Shares of e-commerce and gaming company Sea Limited (NYSE:SE) fell 5.18% in the afternoon session after KGI Securities analyst Andrew Cheng downgraded the stock's rating from Outperform (Buy) to Neutral and assigned a price target of $42. This marks the third downgrade in August 2023, indicating a growing bearish outlook within Wall Street regarding the stock. 

Aside from today, the most recent of these downgrades was on August 18, 2023, when JP Morgan analyst Ranjan Sharma downgraded the stock's rating from Overweight (Buy) to Neutral and assigned a price target of $45. The downgrade occurred days after the company disclosed its Q2 2023 earnings, with the user base and revenue missing Wall Street's estimates. Sharma added that "SE's decision to accelerate e-commerce investments in growth is likely to materially weigh on its earnings and share price in the near-term."

The stock market overreacts to news, and big price drops can present good opportunities to buy high-quality stocks. Is now the time to buy Sea? Access our full analysis report here, it's free.

What is the market telling us:

Sea's shares are very volatile and over the last year have had moves greater than 5%. In context of that, today's move is indicating the market considers this news meaningful but not something that would fundamentally change its perception of the business. 

The previous big move we wrote about was nine days ago, when the stock dropped 11.3% on the news that the company reported second quarter results that missed analysts' revenue estimates. Notably, the digital entertainment segment had revenue of US$529.4 million compared to US$900.3 million in the same period last year due to "moderation in user engagement and monetization year-on-year." As a result, the number of quarterly paying users was down year on year, though it increased compared to the previous period. 

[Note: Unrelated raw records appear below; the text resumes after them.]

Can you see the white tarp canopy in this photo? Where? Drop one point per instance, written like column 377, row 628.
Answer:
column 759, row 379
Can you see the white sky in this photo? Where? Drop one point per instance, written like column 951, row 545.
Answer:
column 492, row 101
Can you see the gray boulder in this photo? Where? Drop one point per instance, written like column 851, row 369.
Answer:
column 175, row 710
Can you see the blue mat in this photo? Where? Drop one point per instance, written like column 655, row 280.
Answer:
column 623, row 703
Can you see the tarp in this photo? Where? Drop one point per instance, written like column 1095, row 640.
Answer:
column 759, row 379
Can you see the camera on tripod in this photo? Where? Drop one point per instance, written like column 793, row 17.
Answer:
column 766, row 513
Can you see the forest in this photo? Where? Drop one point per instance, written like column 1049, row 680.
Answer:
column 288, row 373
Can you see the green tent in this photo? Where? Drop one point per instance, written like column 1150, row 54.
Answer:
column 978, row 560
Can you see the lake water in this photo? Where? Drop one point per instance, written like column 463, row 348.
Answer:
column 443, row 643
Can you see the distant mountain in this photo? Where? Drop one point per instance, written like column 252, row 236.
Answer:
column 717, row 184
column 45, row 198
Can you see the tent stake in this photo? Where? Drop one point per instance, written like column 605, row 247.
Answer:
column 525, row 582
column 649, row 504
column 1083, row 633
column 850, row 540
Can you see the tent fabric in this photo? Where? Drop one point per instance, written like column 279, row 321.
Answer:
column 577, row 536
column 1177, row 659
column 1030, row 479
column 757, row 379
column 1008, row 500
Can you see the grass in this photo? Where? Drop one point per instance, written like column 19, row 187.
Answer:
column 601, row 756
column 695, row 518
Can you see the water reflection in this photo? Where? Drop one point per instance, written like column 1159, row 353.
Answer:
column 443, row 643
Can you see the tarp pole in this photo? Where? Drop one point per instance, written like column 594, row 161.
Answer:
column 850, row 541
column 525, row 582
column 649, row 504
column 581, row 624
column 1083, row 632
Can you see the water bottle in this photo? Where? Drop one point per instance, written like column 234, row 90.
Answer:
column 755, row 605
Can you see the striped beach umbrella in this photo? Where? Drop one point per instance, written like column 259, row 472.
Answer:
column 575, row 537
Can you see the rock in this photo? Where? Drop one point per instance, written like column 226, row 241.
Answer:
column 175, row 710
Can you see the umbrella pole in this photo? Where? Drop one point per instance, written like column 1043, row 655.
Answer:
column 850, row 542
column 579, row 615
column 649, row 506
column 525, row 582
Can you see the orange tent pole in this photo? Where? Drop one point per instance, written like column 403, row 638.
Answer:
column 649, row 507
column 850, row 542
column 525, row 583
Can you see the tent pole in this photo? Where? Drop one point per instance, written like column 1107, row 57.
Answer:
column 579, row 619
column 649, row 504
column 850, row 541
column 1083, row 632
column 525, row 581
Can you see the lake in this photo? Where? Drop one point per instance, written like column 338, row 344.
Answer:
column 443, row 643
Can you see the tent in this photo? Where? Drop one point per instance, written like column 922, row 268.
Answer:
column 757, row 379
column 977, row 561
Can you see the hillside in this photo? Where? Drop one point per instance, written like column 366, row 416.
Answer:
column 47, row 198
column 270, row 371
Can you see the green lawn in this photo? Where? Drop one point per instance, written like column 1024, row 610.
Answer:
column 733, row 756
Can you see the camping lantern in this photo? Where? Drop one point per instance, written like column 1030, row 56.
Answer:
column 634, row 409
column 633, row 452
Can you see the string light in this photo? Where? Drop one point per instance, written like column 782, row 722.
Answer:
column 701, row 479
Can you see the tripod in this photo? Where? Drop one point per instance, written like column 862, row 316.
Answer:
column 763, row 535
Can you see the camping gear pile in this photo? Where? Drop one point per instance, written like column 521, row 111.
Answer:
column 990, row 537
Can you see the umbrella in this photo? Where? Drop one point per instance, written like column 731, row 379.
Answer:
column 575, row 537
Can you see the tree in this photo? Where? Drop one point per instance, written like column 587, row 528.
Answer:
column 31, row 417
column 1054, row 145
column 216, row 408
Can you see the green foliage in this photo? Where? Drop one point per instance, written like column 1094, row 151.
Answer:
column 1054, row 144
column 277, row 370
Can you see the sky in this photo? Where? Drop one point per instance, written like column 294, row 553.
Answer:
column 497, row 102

On the other hand, adjusted EBITDA beat and was much improved compared to a year ago. Earnings per share also came in above expectations. Moving ahead, management signalled that the company would be stepping up investments. This shows some optimism around the market opportunity but could depress profits in the near to medium term. 

Overall, it was a weaker quarter considering the topline miss, and the fall in monetized user base which was down significantly compared to the previous year. These factors are likely weighing heavily on investors' minds, regardless of the profits or cashflows booked during the quarter.